JON JUARISTI-ABC
No hay que abrirle al Rey frentes innecesarios
UN apacible rincón de Madrid. Alguien pide firmas «contra las autonomías» junto a una mesa portátil envuelta en la bandera nacional. No parece que le hagan mucho caso, y me alegro. Las autonomías no son el problema. El problema ha sido su gestión bajo el bipartidismo, que derivó en corrupción clientelar y concesiones estúpidas y oportunistas a los separatismos. Pero la del Estado de las Autonomías no era una mala idea. No sólo corregía nuestro inveterado centralismo, que era una pésima copia del centralismo francés (mucho más eficaz que el español a la hora de preservar la diversidad regional), sino el delirio federalista, siempre a la busca de improbables comunidades primigenias. Creo que la fórmula autonómica era y es perfectamente compatible con una concepción unitaria de la nación, una isonomía razonable y una distribución territorial equitativa de bienes y valores.

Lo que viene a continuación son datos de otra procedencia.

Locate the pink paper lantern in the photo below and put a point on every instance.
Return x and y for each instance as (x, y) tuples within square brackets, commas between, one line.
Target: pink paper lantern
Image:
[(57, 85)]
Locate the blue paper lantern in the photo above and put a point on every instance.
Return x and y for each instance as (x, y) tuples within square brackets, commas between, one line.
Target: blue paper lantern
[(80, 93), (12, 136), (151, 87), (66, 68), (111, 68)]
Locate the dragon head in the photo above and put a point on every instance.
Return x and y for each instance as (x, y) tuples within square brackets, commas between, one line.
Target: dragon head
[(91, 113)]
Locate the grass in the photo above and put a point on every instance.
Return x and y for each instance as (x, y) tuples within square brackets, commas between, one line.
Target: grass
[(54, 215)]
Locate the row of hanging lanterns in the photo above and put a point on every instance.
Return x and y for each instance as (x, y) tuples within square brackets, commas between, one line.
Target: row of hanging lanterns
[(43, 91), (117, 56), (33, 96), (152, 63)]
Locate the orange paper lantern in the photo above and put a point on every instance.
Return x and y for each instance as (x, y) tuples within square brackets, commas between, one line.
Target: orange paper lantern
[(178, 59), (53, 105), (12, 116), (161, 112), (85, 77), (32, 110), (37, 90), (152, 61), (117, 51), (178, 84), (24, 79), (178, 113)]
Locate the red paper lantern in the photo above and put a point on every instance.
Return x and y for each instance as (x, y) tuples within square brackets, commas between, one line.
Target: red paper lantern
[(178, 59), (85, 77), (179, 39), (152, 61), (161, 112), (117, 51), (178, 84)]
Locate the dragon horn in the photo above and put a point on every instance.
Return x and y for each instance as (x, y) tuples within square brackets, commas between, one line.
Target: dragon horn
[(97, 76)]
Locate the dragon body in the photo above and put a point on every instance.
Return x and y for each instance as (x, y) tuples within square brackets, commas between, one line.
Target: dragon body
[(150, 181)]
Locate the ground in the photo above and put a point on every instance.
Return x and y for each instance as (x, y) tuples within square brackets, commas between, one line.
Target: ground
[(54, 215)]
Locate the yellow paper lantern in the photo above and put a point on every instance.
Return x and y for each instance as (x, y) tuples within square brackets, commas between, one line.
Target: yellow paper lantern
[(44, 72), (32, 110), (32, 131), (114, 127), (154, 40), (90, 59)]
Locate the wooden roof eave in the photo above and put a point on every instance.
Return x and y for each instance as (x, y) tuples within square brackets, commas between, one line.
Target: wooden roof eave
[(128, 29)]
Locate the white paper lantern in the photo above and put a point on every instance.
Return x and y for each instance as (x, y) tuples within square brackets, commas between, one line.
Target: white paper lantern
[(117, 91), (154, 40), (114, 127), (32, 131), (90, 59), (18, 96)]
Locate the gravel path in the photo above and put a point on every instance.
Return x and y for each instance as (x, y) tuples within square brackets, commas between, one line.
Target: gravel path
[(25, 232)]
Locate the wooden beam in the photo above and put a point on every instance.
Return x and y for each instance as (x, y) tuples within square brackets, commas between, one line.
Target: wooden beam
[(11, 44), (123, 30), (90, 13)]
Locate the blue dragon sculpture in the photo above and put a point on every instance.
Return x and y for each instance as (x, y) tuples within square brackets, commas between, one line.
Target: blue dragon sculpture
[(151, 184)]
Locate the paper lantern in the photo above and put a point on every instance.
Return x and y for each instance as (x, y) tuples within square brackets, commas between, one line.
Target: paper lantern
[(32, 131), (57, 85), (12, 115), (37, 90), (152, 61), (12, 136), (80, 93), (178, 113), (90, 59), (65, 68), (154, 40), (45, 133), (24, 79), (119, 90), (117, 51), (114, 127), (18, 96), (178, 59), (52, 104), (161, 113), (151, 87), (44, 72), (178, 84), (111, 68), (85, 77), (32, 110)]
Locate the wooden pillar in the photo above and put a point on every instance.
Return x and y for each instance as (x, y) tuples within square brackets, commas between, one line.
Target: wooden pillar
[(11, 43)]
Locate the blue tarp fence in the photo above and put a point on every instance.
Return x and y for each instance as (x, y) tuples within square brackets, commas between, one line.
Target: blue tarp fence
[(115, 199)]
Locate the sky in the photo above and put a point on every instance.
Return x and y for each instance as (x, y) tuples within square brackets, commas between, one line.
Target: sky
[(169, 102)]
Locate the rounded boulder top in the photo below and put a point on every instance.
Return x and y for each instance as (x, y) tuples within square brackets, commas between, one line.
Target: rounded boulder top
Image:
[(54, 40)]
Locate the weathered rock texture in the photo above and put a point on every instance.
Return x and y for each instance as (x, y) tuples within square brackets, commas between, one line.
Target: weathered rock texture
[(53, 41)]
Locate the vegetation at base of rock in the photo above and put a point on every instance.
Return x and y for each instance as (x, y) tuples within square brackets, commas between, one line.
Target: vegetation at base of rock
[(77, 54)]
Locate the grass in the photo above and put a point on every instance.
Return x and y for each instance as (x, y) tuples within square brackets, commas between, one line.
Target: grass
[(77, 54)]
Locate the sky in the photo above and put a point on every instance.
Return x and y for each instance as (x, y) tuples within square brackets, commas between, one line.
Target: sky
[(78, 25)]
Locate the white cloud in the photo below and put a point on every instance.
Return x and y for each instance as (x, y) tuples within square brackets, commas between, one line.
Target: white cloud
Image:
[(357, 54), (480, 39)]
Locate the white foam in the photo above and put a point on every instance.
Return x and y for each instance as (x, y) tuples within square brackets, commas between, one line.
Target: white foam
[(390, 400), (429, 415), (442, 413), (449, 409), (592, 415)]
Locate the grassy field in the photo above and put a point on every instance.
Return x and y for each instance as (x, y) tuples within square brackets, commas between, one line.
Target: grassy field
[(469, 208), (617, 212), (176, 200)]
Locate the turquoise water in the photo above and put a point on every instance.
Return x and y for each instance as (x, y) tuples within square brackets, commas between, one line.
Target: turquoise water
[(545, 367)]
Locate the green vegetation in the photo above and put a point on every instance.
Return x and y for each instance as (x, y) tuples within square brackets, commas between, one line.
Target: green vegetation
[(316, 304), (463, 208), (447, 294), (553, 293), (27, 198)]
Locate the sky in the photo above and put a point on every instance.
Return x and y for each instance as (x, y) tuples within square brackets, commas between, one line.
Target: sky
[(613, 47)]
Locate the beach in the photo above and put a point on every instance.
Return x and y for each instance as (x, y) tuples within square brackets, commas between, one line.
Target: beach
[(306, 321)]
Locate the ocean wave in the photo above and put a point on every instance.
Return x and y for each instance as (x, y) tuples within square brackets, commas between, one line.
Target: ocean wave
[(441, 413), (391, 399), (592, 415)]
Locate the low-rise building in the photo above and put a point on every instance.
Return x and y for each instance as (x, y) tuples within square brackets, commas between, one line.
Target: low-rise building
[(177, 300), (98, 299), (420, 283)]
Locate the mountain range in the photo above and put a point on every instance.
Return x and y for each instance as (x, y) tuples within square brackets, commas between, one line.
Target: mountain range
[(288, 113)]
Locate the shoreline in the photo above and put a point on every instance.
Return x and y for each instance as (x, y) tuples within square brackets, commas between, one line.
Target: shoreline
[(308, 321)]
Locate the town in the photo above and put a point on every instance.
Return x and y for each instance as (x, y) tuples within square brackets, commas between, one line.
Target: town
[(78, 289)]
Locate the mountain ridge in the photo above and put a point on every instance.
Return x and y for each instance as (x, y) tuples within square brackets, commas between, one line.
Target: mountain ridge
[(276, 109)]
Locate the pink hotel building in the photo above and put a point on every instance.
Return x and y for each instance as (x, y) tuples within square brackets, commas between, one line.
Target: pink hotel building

Es cierto que el bipartidismo cometió demasiadas tropelías en la construcción y posterior administración del Estado de las Autonomías, y lo peor de todo es que ya no podrá enmendarlas porque, como sostiene Tom Burns Marañón en uno de los libros más inteligentes y clarificadores de esta década (Entre el ruido y la furia. El fracaso del bipartidismo en España, Galaxia Gutenberg, 2018), se acabó el monopolio compartido del sistema por los dos partidos de centro –derecha e izquierda– y se acabó para siempre. No es que el centro ceda, como en el poema de Yeats. Es que se ha venido abajo, y el futuro cada día aparece más cargado de amenazas. Como observa Burns, el Rey ha probado poseer un arrojo semejante al que mostró su padre ante el golpe del 23 de febrero de 1981, pero las circunstancias actuales le son mucho menos propicias.
Estando así las cosas, no es prudente apremiarle a que apoye ofensivas centralizadoras ni defensas legítimas de particularismos heridos. Hay que dejar a don Felipe un margen suficiente para que tome sus decisiones sin verse presionado por nada que no sean las susodichas circunstancias. Ha demostrado poder hacerlo con inteligencia y patriotismo. No hay que exigirle que dé nuevas pruebas de ello, y, sobre todo, si en vez de patriotismo, lo que se espera de él es un patrioterismo estólido.
Por eso me pareció inoportuno, no tanto el hecho de que Marta Sánchez cerrase su recital en el Teatro de la Zarzuela, el pasado sábado 17, con una versión del himno nacional con letra propia, como que el presidente del Gobierno auspiciase, de manera tácita pero elocuente, su adopción como versión canónica y oficial. Tendría que haber sido más cauto y no liarla. Es decir, no poner en marcha una reivindicación aparentemente patriótica, pero que como mucho llega a patriotera, cuando tan poca iniciativa mostró para frenar el golpe de Estado en Cataluña. No hay que abrir frentes ridículos a la única institución capaz, no digo de derrotar al secesionismo, pero sí, al menos, de encabezar la resistencia contra aquél y lo que vaya saliendo. Hoy por hoy, lo único que se debería fortalecer como símbolo de la unidad nacional es el Rey.
Sobra decir que Marta Sánchez, como todo español, está en su derecho de utilizar la melodía del himno nacional para una de sus canciones. De ahí a promover esta como candidata a versión oficial del himno hay un trecho que, a mi juicio, no debería recorrer. La letra es demasiado tópica, idiosincrásica y delicuescente. Pero, por lo que respecta al reconocimiento de la hondura de su amor a España, Marta Sánchez puede estar tranquila. Yo mismo me he conmovido hasta las lágrimas ante la desolada evocación de sus tres años de atroz sufrimiento en Miami, apurando hasta las heces los amargos daiquiris del exilio.